Unroll the phyllo dough and place a damp cloth over the top to keep from drying out. Using one sheet at a time, place on work surface and brush with melted butter. Add another sheet and brush again with melted butter, until you have used five sheets. If you are using regular phyllo use eight sheets. Using a slight smaller cookie cutter, cut out twelve tops. Place one on top of each pie and crimp around the edges. Don’t worry if each one is slightly different. Brush each top with the remaining butter

Put the pies in the oven and bake for 20-30 minutes or until golden on top. If the phyllo dough gets to brown cover with aluminum foil and continue to cook.
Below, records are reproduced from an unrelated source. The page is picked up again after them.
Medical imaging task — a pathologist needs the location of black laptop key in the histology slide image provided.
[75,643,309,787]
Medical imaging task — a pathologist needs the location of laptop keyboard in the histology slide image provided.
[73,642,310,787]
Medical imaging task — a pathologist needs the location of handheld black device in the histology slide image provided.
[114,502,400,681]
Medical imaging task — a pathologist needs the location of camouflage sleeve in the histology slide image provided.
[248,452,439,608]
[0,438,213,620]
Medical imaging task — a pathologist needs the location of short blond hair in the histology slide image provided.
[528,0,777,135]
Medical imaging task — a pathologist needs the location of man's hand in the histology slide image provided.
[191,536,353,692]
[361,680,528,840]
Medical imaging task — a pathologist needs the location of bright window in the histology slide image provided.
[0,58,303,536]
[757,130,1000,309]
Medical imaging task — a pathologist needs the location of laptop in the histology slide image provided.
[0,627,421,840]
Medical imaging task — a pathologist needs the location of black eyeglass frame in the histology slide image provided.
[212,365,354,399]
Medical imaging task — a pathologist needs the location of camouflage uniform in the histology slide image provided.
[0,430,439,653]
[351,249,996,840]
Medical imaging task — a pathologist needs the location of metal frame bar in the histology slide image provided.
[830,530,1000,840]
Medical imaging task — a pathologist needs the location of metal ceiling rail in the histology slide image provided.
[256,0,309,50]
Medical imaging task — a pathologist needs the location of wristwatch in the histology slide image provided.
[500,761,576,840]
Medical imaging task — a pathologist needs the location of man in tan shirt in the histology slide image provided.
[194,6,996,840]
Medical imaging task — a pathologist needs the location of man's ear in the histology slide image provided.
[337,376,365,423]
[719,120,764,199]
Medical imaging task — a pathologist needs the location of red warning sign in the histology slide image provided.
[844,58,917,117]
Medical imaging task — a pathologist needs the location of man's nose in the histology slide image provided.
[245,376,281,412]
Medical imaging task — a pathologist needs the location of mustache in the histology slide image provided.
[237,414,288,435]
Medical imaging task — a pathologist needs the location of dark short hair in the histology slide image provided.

You can also freeze the unbaked pies in the muffin pan for later use and bake right out of the freezer, just add 10-20 minutes more to the cooking time

Recipe: Pastry Dough

  • 1 1/3 cups all purpose flour
  • 1 stick butter, chilled and cut into 1/4 inch pieces
  • 1 tbsp ice water
  • 1 large egg
  • 1/8 tsp salt

Directions

Sift flour and salt into a bowl, add butter pieces and blend with your fingertips until the flour mixture looks like course meal. In a separate bowl, add egg and water and beat well. Add egg and water mixture to flour and stir with a fork until the dough just starts to come together. Pour dough out onto a sheet of plastic wrap and shape into a disk. Wrap the dough and refrigerate it for at least 30 minutes. Longer is better. This dough can remain refrigerated for up to 3 days before use.